Most young people sigh sentimentally when they see an elderly couple walking hand-in-hand. Just don't ask them to envision anything more overt between people old enough to be their parents or grandparents.

But the truth is, love, romance and even sex can (and should be) still very much a part of later life. There is a love life for seniors – just don't call them seniors, said Dr. Dorree Lynn, a psychotherapist and relationship expert.

"Senior is not a word I use," Dr. Lynn said. "I'm an advocate for pro-aging and the issue around seniors is nobody knows what a senior is. We need to reframe aging and continue to find different words that mean different ages. I tend to use the word sage or elder."

Whatever you call them, they're still looking for love if they're alone, she said.
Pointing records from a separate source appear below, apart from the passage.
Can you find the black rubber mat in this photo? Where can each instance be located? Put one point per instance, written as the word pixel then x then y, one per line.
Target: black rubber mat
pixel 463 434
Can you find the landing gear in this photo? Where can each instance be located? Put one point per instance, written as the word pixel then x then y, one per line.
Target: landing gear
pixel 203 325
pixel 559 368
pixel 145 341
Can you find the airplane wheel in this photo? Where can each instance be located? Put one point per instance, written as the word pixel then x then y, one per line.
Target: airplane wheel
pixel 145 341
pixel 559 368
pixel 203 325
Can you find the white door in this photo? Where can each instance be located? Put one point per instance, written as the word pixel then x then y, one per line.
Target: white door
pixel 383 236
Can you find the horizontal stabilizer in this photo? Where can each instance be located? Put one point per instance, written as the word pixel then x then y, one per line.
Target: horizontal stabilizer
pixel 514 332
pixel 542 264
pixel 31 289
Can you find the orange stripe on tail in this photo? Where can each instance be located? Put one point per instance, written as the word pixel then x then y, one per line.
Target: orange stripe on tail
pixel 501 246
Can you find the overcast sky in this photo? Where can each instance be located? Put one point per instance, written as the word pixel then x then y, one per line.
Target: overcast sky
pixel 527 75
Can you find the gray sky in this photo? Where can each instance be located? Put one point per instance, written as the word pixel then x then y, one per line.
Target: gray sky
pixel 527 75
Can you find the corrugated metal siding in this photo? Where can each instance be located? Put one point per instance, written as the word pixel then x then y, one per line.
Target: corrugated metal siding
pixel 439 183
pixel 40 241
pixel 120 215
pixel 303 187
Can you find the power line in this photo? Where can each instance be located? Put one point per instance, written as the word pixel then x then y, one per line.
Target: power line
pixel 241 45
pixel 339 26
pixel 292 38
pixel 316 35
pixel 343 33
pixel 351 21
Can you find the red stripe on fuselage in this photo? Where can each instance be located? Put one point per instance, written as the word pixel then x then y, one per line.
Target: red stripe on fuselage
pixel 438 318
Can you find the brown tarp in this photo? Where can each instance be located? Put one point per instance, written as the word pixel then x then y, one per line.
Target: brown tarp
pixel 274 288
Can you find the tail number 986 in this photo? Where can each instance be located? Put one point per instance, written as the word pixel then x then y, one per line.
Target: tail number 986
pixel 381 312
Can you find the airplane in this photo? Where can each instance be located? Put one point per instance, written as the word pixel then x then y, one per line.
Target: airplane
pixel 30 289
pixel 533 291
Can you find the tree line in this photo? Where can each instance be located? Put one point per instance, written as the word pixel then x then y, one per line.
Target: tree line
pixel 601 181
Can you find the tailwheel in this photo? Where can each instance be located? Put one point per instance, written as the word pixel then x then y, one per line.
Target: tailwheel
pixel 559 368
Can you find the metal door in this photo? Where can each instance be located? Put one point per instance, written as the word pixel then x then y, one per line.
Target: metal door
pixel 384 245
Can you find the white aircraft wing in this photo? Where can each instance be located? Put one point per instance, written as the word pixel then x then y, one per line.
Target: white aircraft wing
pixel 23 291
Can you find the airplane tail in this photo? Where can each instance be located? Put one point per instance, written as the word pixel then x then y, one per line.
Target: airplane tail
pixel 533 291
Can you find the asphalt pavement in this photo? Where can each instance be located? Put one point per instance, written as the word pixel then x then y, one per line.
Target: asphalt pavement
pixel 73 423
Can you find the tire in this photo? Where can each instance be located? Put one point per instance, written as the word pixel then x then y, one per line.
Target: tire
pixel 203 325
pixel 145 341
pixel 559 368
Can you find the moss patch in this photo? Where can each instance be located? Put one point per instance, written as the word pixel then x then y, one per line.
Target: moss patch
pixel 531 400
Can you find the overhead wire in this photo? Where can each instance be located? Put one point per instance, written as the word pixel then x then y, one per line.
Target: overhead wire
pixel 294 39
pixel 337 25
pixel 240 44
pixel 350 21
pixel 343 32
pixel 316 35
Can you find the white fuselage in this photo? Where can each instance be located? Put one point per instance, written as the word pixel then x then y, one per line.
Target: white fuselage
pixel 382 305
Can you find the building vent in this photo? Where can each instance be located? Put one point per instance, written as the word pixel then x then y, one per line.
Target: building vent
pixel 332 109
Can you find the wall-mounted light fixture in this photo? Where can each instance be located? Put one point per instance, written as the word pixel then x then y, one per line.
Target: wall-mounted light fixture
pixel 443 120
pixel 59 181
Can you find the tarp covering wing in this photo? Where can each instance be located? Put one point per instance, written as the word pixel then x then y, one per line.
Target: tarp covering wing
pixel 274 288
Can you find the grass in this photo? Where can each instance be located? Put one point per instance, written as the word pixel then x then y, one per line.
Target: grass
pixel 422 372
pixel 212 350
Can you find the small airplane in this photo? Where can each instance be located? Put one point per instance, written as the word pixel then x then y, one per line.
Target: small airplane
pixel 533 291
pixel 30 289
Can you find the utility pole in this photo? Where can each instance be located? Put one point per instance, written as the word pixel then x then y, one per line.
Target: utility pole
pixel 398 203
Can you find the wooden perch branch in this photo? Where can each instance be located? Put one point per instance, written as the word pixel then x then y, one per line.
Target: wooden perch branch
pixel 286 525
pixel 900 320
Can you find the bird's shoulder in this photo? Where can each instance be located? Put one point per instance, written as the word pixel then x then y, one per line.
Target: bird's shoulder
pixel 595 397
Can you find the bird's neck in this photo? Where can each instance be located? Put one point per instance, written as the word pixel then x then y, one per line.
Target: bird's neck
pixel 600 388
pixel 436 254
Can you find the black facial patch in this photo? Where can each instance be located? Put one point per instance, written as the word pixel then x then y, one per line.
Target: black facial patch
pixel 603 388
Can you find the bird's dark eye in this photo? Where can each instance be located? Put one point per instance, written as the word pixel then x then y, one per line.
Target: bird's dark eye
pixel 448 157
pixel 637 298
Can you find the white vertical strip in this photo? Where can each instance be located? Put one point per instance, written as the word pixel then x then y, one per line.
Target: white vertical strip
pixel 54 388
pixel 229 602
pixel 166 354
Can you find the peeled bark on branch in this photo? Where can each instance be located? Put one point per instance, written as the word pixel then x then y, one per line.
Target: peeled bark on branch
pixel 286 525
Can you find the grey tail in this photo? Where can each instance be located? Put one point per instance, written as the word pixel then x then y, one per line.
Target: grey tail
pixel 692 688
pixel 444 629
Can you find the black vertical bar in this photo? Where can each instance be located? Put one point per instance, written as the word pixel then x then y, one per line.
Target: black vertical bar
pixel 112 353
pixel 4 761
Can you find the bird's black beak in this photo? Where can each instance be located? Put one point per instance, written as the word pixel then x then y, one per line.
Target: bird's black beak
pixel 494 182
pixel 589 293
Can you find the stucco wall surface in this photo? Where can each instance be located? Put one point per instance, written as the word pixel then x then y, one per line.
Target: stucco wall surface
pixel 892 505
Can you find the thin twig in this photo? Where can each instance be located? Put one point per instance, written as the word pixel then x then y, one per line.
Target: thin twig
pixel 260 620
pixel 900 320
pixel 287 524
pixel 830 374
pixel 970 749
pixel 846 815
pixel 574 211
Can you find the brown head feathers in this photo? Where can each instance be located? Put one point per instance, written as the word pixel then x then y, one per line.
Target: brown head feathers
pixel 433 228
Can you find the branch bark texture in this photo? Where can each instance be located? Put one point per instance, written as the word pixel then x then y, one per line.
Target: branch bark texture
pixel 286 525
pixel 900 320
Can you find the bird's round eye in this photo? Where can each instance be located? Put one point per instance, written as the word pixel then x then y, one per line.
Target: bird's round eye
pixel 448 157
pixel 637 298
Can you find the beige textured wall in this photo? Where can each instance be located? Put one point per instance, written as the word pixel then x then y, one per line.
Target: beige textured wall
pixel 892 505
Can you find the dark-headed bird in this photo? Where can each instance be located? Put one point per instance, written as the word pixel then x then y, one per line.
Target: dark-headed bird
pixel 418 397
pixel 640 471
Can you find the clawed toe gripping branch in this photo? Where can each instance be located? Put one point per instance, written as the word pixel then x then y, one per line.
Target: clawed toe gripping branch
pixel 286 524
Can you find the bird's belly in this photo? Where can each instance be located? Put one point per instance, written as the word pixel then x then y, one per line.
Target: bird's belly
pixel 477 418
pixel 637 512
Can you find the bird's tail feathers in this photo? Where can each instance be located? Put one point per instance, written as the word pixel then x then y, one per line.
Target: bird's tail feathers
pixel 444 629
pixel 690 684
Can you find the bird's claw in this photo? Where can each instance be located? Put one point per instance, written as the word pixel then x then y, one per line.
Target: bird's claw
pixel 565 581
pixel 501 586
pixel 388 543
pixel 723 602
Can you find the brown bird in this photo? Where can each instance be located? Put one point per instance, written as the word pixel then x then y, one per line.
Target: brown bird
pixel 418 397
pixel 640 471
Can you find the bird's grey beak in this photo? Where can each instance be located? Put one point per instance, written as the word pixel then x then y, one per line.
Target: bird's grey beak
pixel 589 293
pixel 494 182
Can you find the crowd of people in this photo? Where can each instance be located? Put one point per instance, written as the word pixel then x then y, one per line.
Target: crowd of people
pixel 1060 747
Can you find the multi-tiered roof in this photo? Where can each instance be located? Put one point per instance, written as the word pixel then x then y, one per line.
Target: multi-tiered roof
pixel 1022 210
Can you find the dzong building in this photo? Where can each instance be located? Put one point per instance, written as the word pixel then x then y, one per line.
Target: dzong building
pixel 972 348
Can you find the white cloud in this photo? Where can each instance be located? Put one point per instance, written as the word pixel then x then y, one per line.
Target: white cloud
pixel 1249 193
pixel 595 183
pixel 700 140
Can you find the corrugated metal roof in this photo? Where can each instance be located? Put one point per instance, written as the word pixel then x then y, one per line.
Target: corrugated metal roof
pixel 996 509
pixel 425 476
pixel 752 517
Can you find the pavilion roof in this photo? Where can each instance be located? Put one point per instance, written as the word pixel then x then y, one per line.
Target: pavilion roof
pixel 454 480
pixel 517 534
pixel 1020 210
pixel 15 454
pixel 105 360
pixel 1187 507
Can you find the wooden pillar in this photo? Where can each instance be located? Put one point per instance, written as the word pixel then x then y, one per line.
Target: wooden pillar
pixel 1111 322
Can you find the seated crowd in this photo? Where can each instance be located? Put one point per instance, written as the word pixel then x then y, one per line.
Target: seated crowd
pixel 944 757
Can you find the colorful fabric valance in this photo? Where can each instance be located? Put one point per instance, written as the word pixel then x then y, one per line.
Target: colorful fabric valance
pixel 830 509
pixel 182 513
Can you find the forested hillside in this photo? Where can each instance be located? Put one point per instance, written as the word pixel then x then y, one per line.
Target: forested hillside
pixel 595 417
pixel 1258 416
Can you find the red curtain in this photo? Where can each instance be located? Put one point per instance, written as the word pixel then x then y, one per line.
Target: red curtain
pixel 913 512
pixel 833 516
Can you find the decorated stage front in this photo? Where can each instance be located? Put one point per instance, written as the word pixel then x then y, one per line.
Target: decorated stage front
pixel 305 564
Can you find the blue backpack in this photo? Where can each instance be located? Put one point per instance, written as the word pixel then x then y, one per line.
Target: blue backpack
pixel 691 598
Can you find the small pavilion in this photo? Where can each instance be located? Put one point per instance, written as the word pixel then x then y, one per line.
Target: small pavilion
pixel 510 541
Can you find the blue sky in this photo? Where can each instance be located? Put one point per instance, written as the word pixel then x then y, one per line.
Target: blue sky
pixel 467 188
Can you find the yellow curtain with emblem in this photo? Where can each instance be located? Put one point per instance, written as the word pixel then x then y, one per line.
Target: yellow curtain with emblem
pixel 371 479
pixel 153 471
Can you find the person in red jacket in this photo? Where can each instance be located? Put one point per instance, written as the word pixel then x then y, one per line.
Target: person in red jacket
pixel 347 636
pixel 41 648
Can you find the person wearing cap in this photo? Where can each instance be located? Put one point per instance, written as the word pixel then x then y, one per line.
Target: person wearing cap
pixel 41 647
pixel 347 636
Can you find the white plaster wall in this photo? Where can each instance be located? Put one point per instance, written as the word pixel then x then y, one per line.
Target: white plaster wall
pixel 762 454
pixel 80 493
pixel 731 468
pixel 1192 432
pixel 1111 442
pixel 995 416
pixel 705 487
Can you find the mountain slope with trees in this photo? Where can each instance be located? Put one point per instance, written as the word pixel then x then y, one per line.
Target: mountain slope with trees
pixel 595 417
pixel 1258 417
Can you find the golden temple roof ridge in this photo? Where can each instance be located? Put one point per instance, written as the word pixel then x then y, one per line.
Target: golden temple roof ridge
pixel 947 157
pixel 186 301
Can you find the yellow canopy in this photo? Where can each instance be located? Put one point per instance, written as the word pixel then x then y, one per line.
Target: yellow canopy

"A Northern metropolitan woman might say, 'I want a friend with benefits,' or 'I just want a nice relationship,'" she said. "In the South, marriage tends to be the more acceptable option. The statistics show that if people have had a good marriage, that's what they look for again. If they've had a rough time, they're generally afraid to date altogether for a while and afraid of marriage."

Still, older folks might hesitate to put themselves out there for fear that they are too old. They compare themselves to what they used to look like when they first started to date, and the reflection in the mirror might give them pause.

"Everyone has aged and everyone thinks no one else has aged," Dr. Lynn said. "They think, 'I've put on a few extra pounds or extra wrinkles, and who's going to want me?' I think fear keeps people from dating."

Dr. Lynn said that even when someone gets over fear that they are too old, a big hurdle for people later in life is figuring out how to meet someone. Many are uncomfortable with online dating and hope that they will meet someone at church or synagogue, or that a friend will introduce them to someone. Too passive, she said.

"Dating smart is an education," Dr. Lynn said. "How does one learn to pick out the good fish. How do you learn what you want and still keep an open enough mind so that you might expect the unexpected. People who are looking to start dating again don't think of themselves as a commodity. I say dating is like shopping, except you have the control. Of course, it's also scary. It's like shopping with your heart on your sleeve."

And that shopping trip can often include sex, although Dr. Lynn said we could use sex education for the older population.

"There is no three-date rule at this age that you have to sleep with somebody or not sleep with somebody," she said. "We need as much sexual education for this population as we need for young people. Because it's a myth that people are no longer interested in sex."

She said that the sex is different at this age.

"Look, you're not going to have 16 orgasms a night. Nobody is still a bunny bouncing around. Unfortunately, women and men have this image that they are not sexual because sex is not the same," Dr. Lynn said. "The truth is, the last time I looked, sex has no expiration like it's on a milk bottle. Sex is something that, as long as people are healthy, they can have until the end of their life."

That difference can actually make for a better sex life than people had when they were younger, she said.

"Sex can actually be better because everything has slowed down and people slow down, so they can take their time and learn how to touch and caress," she said. "If one slows down, one starts to feel. And many people in mid-life or older have forgotten how to feel because they've been too busy. The nice thing about being older is you can learn a whole new way to be in connection, including a lot more touch. When sex is motivated strictly by hormones, as it often is when we are young, you don't have to bother thinking about anything. As you get older, you do have to think."

And, despite the stereotype, men as well as women are looking for meaningful connection, she said, although men may seem to recover more quickly from the loss of a partner.

"The old adage says – and I believe it holds true – that men replace and women mourn. Women carry the dreams of what our past relationships were and weren't. Men can blot out things much faster. Women are more complex," Dr. Lynn said.

And, she said women don't need to compete with lovely, firm 20-somethings, despite messages from our youth-oriented society.

"Women and men – maybe more so women – forget that they are a find, that they are worthwhile. They really do think that because of our very youth-oriented society, they have no value and that no one is going to want them. Women forget that men at this age have man boobs and pot bellies and that maybe what they want at this age is not what they used to have. Maybe they are ready for a different kind of person."

Dr. Lynn said the most important thing to remember is that love, desire and intimacy are possible at any age, but that they have to be sought.

"Fear is a factor, but you have to remember that everyone is a spotted pony – no one is perfect," Dr. Lynn said. "If they sit at home and do nothing, Mr. or Mrs. Charming is not going to be knocking at their door."